All’interno del centro-destra alcuni parlamentari ritengono che il legislatore possa “correggere” le verità scientifiche. Non mi pare, peraltro, che rappresentino l’intero centro-destra – come confermano le parole, che condivido, del capo-gruppo alla Camera Cicchitto. Questa idea giacobina della funzione legislativa è pericolosa in sé e nelle sue conseguenze politiche ed ha purtroppo già dei precedenti.
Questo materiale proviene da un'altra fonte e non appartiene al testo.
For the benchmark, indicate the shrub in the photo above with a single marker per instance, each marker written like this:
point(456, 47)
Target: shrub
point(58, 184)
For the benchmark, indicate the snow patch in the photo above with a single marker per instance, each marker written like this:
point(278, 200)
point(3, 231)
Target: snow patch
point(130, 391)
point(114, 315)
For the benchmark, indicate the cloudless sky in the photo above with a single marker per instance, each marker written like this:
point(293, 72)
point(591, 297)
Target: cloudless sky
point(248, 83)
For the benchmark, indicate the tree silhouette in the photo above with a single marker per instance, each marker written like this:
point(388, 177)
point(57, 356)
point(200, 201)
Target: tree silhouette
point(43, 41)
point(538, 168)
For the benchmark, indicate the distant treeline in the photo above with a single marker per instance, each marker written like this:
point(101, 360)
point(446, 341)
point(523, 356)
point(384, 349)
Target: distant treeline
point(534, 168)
Nella legge sul fine vita il Senato ha deciso a maggioranza che idratazione e alimentazione assistita non sono cure mediche, malgrado la stessa disciplina del ministero della Sanità li definisca trattamenti sanitari sottoposti al consenso del paziente. Ieri, la Commissione Sanità di Palazzo Madama ha deciso che l’RU486 è pericolosa per la salute della donna e incompatibile con la legge 194, malgrado l’organismo tecnico chiamato a queste verifiche abbia detto l’esatto contrario, in linea con le posizioni delle istituzioni di vigilanza sui farmaci di tutti i paesi avanzati dell’Occidente, che hanno concordemente attestato la sicurezza dell’Ru486.